The Time of the Doctor

In the 2007 short Time Crash, the Tenth Doctor met with the Fifth Doctor through some wibbily-wobbly timey-wimey stuff. In the episode, after a beat near the end when Ten (played by David Tennant) has acted starstruck and gushed effusively about meeting his predecessor (Peter Davison), he said to Five, "You were my Doctor."

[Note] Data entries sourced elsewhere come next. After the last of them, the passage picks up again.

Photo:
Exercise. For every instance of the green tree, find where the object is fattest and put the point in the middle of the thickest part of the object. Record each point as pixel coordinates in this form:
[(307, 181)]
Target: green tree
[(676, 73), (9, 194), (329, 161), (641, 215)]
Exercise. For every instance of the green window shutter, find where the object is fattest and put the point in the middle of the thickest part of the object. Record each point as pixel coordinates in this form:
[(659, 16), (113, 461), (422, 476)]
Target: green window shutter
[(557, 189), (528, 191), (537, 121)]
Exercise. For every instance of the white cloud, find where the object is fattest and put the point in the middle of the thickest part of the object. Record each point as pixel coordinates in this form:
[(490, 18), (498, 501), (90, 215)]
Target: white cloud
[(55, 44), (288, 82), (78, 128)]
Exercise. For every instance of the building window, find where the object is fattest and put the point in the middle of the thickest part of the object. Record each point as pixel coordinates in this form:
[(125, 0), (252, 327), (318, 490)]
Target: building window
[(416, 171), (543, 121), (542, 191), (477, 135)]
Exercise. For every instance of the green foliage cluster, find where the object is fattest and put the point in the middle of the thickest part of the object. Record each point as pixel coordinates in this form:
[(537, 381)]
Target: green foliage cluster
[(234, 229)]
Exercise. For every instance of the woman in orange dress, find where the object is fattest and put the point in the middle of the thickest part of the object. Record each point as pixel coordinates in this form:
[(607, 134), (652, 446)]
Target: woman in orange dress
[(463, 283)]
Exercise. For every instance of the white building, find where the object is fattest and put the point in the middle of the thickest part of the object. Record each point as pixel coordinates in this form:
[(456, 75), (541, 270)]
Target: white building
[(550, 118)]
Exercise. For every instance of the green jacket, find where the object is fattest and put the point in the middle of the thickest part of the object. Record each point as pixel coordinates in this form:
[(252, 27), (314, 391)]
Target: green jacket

I understood that the line referred both to the fact that Ten had enjoyed being Five, "...dashing about and playing cricket" (Davison was less stodgy and authoritative than his precursors), as well as the fact that the Fifth Doctor was the one on the air when Tennant was a boy. He would have been about 9 or 10 years old at the time Davison began his run. What I didn't comprehend at the time was the emotion that Tennant displayed when he said that line. However when I watched Matt Smith say farewell as number Eleven in The Time of the Doctor earlier, something dawned on me.

Eleven just isn't my Doctor.

The feeling has been lurking in the back of my head ever since Smith took over for Tennant back in 2010. For the past 3 series, I've found myself liking the show less and less and series 7 was the worst so far. While there have been some standout episodes (Vincent and the Doctor, The Big Bang, Day of the Moon, The Doctor's Wife, and The Angels Take Manhattan come to mind), they don't hold a candle to the way I felt when I first watched The Empty Child and heard him ask, "Are you my mummy?"

That episode, from the 2005 reboot starring Christopher Eccleston as the Ninth Doctor, is still the benchmark by which I grade all succeeding ones. It had so much drama in it, a lot of sadness, but the story was so hopeful. The ending was perfect, and Eccleston's smile as he... well if you haven't watched it, I won't spoil it for you and if you have then you probably know what I'm talking about. When Steven Moffat talks about how The Doctor is a hero's hero, one who is curious and caring and carries a screwdriver, not a gun, that is one of the moments my mind immediately goes to.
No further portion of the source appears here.